The ACT Health Directorate has developed an elective surgery plan where routine non-tertiary services are removed from the Canberra Hospital to allow Canberra Health Services to concentrate on delivering emergency, trauma and tertiary level services. This means that most elective surgery is being performed at the Calvary Hospital and at private hospitals. This is mainly brought about because the Canberra Hospital does not have enough beds to support an elective surgery strategy as well as the growing demand for trauma, emergency and tertiary level services.

As we heard in question time today, in 2011 the then health minister, Katy Gallagher, started a consultation process to add 400 beds. She released a discussion paper which stated:

The existing ACT public health care system is at capacity and needs to expand to meet future health demand created by an ageing and growing population, changing technology and consumer expectations … The pressure on acute beds will continue with projections estimating a 50 per cent increase in admissions up to 2022.

In question time today, the health minister admitted that so far we have seen since that time a 35 per cent increase in admissions, so we are well on track to meeting Katy Gallagher’s estimated 50 per cent increase in admissions.

The Barr Labor government has abandoned the plan for 400 new beds. Instead, the plan has been to bed-manage the increased demand. If you look at the quarterly performance reports, the annual reports or the Productivity Commission’s reports on government services, you will see that the Barr government’s bed management strategy is seen to be a failure.

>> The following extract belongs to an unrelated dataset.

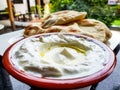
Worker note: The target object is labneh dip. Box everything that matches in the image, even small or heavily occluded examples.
[10,34,109,79]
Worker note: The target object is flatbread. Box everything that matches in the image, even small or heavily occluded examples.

The Barr government have failed to provide the beds they knew they needed. This means that the Canberra Hospital does not have the ability to perform elective surgery to meet a significant part of the demand, meaning that most elective surgery is now done in the private hospitals, and almost all of the orthopaedic surgery is done in the private hospitals.

We know that elective surgery waitlists have got worse due to COVID-19. There is a COVID-19 impact. Canberra Health Services have advised that 2,250 surgeries have been cancelled during the fourth quarter of 2019-20. This is directly because of the halt to elective surgery that was announced in late March as we were preparing for the pandemic.